From the viewpoint of battery characteristics, the content of the cyclic carbonate and the chain carbonate is preferably 85% by mass or more, more preferably 90% by mass or more, and preferably 95% by mass or more based on the total amount of the nonaqueous solvent. Is more preferable.
When the cyclic carbonate and the chain carbonate are used in combination, the mixing ratio of the cyclic carbonate and the chain carbonate is such that the cyclic carbonate / chain carbonate (volume ratio) is 1/9 to 6/4 from the viewpoint of battery characteristics. Preferably, the ratio is 2/8 to 5/5.
Examples of the cyclic sulfonic acid ester include 1,3-propane sultone, 1-methyl-1,3-propane sultone, 3-methyl-1,3-propane sultone, 1,4-butane sultone, 1,3-propene sultone, and , 4-butene sultone and the like. Among them, 1,3-propane sultone and 1,4-butane sultone are particularly preferable from the viewpoint of further reducing the DC resistance.
The non-aqueous electrolyte may further contain a chain ester, a cyclic ether, a chain ether, a cyclic sulfone, or the like.
Examples of the chain ester include methyl acetate, ethyl acetate, propyl acetate, methyl propionate and the like. Among them, it is preferable to use methyl acetate from the viewpoint of improving low-temperature characteristics.
Examples of the cyclic ether include tetrahydrofuran, 2-methyltetrahydrofuran, tetrahydropyran and the like.
Examples of the chain ether include dimethoxyethane and dimethoxymethane.
Examples of the cyclic sulfone include sulfolane and 3-methylsulfolane.

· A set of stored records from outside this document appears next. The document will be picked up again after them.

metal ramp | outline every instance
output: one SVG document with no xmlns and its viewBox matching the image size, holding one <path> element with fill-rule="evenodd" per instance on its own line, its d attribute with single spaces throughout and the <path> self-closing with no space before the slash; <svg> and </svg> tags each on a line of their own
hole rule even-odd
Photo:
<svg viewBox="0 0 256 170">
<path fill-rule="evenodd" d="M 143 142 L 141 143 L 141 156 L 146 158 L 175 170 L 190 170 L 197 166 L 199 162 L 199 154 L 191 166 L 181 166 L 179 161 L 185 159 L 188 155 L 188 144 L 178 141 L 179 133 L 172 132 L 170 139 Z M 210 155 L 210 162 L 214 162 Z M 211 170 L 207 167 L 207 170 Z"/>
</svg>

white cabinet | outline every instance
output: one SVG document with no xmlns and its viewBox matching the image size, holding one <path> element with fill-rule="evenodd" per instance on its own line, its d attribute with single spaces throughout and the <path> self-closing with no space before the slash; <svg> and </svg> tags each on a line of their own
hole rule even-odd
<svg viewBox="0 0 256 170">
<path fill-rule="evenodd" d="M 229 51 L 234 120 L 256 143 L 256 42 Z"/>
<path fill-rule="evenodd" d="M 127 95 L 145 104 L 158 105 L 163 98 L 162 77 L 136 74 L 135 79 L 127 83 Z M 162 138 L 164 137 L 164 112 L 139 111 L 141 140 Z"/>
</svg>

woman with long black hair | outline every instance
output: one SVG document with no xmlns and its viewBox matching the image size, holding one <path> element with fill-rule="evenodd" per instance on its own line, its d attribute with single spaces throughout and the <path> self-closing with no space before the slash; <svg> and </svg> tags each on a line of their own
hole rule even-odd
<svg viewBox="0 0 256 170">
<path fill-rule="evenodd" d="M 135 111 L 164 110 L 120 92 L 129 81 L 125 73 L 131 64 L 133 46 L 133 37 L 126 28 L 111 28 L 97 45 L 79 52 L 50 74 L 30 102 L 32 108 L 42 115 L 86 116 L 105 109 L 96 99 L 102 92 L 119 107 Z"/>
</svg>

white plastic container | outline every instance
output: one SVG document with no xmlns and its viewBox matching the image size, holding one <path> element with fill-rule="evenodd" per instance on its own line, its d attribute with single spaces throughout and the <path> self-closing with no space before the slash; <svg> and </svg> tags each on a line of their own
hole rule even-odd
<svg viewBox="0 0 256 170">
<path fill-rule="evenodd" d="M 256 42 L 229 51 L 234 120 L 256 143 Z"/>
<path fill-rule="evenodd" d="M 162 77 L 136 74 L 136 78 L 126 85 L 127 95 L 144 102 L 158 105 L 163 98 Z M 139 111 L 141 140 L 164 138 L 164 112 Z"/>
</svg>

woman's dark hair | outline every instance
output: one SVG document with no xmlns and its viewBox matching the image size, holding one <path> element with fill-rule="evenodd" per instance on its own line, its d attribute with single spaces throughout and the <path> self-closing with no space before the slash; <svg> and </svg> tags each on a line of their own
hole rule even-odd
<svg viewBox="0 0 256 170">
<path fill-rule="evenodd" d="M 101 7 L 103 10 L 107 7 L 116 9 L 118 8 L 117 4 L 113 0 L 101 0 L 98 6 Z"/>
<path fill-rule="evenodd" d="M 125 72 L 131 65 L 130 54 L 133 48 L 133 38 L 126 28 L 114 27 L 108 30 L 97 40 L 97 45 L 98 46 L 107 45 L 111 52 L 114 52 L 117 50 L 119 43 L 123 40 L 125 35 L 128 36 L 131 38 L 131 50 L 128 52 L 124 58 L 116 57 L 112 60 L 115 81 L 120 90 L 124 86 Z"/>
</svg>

The non-aqueous electrolyte may contain a silyl phosphate compound.
Specific examples of the silyl phosphate compound include tris (trimethylsilyl) phosphate, dimethyltrimethylsilyl phosphate, methylbis (trimethylsilyl) phosphate, diethyltrimethylsilyl phosphate, ethylbis (trimethylsilyl) phosphate, dipropyltrimethylsilyl phosphate and phosphoric acid Propylbis (trimethylsilyl), dibutyltrimethylsilyl phosphate, butylbis (trimethylsilyl) phosphate, dioctyltrimethylsilyl phosphate, octylbis (trimethylsilyl) phosphate, diphenyltrimethylsilyl phosphate, phenylbis (trimethylsilyl) phosphate, di (trifluoroethyl phosphate) ) (Trimethylsilyl), trifluoroethyl bis (trimethylsilyl) phosphate and trimethylsilyl group Compounds substituted with a lucylyl group, triphenylsilyl group, t-butyldimethylsilyl group, etc., and compounds having a so-called condensed phosphate ester structure in which phosphate esters are condensed and a phosphorus atom is bonded via oxygen. No.
Among these, it is preferable to use tris (trimethylsilyl) phosphate (TMSP). Tris (trimethylsilyl) phosphate can suppress an increase in resistance with a smaller amount of addition than other silyl phosphate compounds.
One of these silyl phosphates may be used alone, or two or more thereof may be used in combination.
When the nonaqueous electrolyte contains a silyl phosphate compound, the content of the silyl phosphate compound is preferably from 0.1% by mass to 5% by mass relative to the total amount of the nonaqueous electrolyte. It is more preferably from 0.3% by mass to 3% by mass, even more preferably from 0.4% by mass to 2% by mass.
In particular, when the non-aqueous electrolyte contains tris (trimethylsilyl) phosphate (TMSP), the content of tris (trimethylsilyl) phosphate (TMSP) is 0.1% by mass to the total amount of the non-aqueous electrolyte. It is preferably 0.5% by mass, more preferably 0.1% by mass to 0.4% by mass, even more preferably 0.2% by mass to 0.4% by mass. When the content of TMSP is in the above range, the life characteristics tend to be improved by the action of thin SEI (Solid Electrolyte Interphase) and the like.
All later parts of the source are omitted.